Wall Street firms JPMorgan Chase & Co., Deutsche Bank, Wedbush Securities, MoffettNathanson and KGI Securities Co. all upgraded their share price projections for Netflix after the streamer added 2.4 million subscribers in the quarter, with plans to add 4.5 million in the current fourth quarter, ending Dec. 31.
“‘Crawl, walk, run’ seems to be management’s mantra here,” JPMorgan Chase’s Doug Anmuth wrote in a note regarding the streamer’s pending ad-supported subscription plan.
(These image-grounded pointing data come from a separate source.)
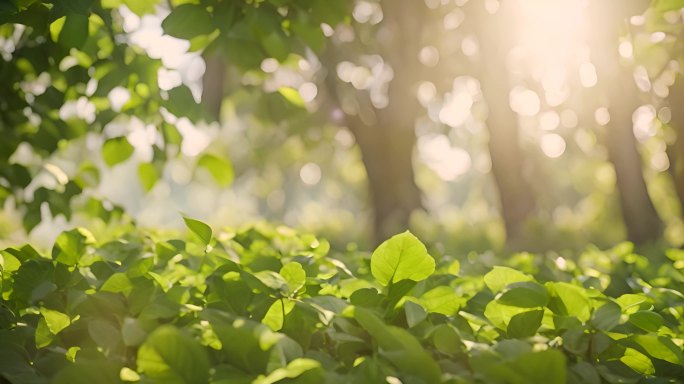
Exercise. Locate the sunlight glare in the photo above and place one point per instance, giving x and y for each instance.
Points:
(310, 174)
(446, 161)
(551, 31)
(524, 102)
(553, 145)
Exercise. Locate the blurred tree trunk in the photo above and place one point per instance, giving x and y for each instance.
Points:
(640, 217)
(617, 84)
(386, 134)
(675, 150)
(508, 159)
(516, 196)
(213, 85)
(387, 152)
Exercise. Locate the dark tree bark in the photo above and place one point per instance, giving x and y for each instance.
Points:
(675, 150)
(386, 136)
(616, 82)
(387, 153)
(213, 84)
(641, 219)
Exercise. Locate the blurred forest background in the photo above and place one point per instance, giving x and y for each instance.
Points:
(479, 124)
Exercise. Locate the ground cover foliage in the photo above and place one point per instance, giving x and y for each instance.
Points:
(265, 304)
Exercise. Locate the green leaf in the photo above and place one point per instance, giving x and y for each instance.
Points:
(187, 21)
(148, 176)
(89, 372)
(669, 5)
(526, 294)
(292, 95)
(56, 321)
(247, 344)
(104, 333)
(454, 268)
(499, 277)
(74, 32)
(400, 347)
(442, 299)
(638, 361)
(525, 324)
(607, 316)
(569, 300)
(401, 257)
(295, 276)
(415, 313)
(446, 339)
(275, 316)
(220, 168)
(116, 150)
(659, 347)
(294, 369)
(141, 7)
(132, 332)
(632, 302)
(646, 320)
(118, 282)
(542, 367)
(202, 230)
(277, 46)
(170, 356)
(500, 315)
(71, 245)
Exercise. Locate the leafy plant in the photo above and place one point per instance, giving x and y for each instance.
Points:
(267, 305)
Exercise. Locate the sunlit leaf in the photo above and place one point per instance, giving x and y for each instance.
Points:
(202, 230)
(500, 277)
(116, 150)
(220, 168)
(171, 356)
(401, 257)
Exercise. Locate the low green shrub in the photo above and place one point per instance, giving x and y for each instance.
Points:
(266, 305)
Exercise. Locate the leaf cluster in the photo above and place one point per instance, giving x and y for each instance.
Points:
(267, 305)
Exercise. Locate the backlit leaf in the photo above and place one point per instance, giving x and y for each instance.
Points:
(401, 257)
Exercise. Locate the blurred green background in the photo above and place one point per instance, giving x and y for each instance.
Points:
(480, 124)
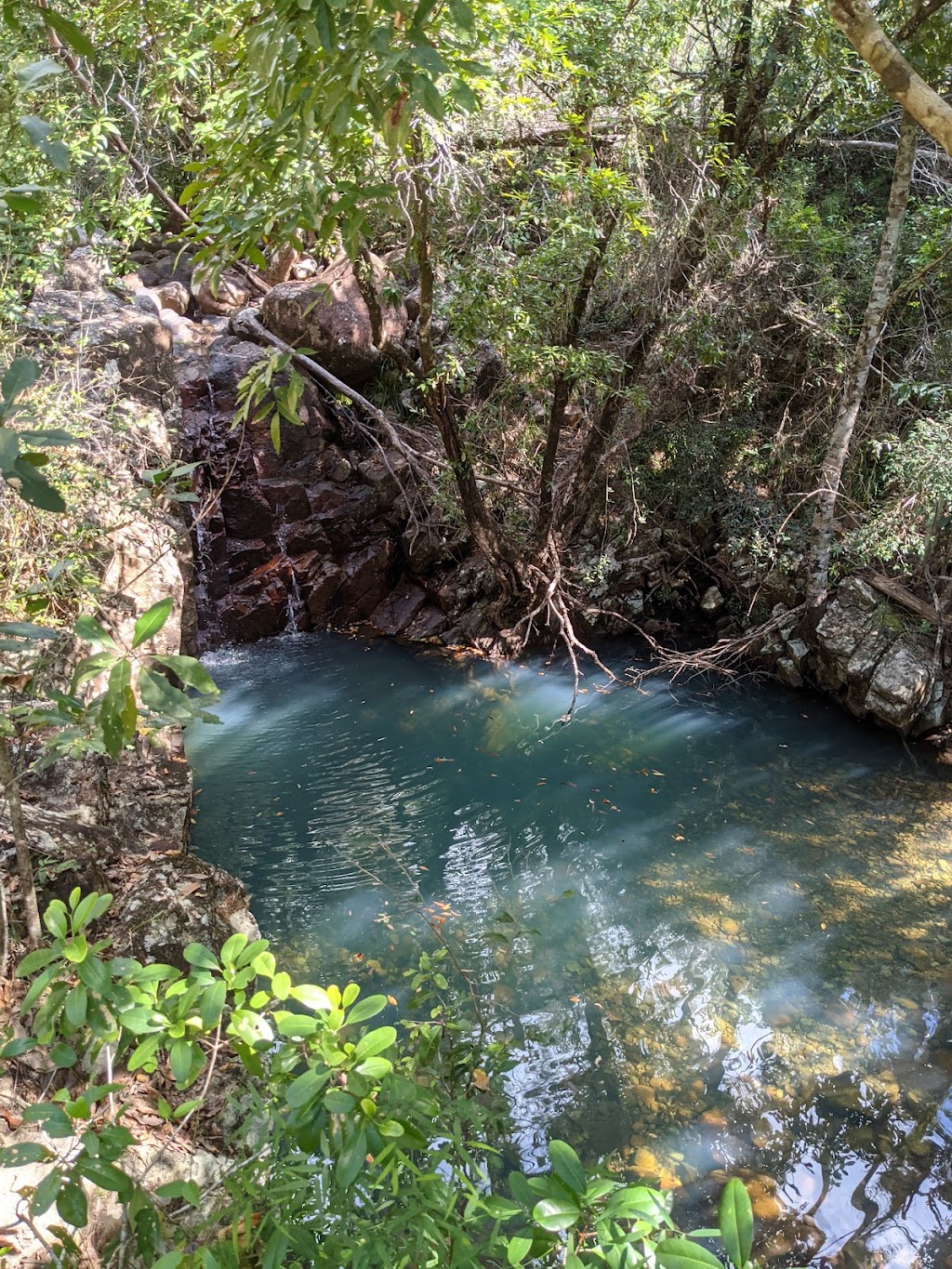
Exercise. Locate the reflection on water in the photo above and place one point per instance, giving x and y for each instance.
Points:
(715, 927)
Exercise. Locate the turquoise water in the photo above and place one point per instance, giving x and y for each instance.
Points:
(712, 924)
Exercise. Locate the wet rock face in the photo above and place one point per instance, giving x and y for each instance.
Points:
(329, 315)
(871, 656)
(312, 537)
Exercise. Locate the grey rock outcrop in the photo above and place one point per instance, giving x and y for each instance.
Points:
(329, 315)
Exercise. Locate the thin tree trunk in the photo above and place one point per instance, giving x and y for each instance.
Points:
(440, 403)
(857, 21)
(562, 383)
(858, 372)
(24, 865)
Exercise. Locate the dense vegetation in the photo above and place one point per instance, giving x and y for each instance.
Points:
(681, 271)
(643, 242)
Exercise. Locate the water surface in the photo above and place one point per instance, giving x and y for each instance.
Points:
(712, 923)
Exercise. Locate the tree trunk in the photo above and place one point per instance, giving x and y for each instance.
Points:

Notably, Wedbush Securities’ media analyst Michael Pachter, a longtime bear on Netflix’s stock, contends the streamer is doing the right thing introducing a lower-priced subscription tier.
“We think Netflix made a great decision to launch an ad-tier, as growth had stalled in [North America] and was heading toward full market saturation in Europe, the Middle East and Africa,” Pachter wrote in an Oct. 19 note. “Its ad-tier should limit churn going forward, while its content strategy appears to be smoothing out with greater discernment and a higher mix of original titles.”
That said, Pachter doesn’t believe that Netflix’s stock price will return to its 2021 halcyon levels for many years, but the analyst is raising its share price target to $325 from $280.
“Our primary takeaway from the webcast is that even if ads are not directly accretive (and we think they will be increasingly accretive over time), the ad-tier should reduce churn,” Pachter wrote. “This will drive a re-acceleration of subscriber growth and contribute increasingly to free cash flow generation as Netflix continues to improve its content quality and lower overall spend per subscriber.”
Michael Nathanson, with the research firm MoffettNathanson in New York, contends Netflix is out of choppy waters for now, but that challenges remain as the streamer launches an ad-supported consumer option and attempts to reign in non-paying users.
“To the company’s credit, we are witnessing a rise of a new version of Netflix,” Nathanson wrote.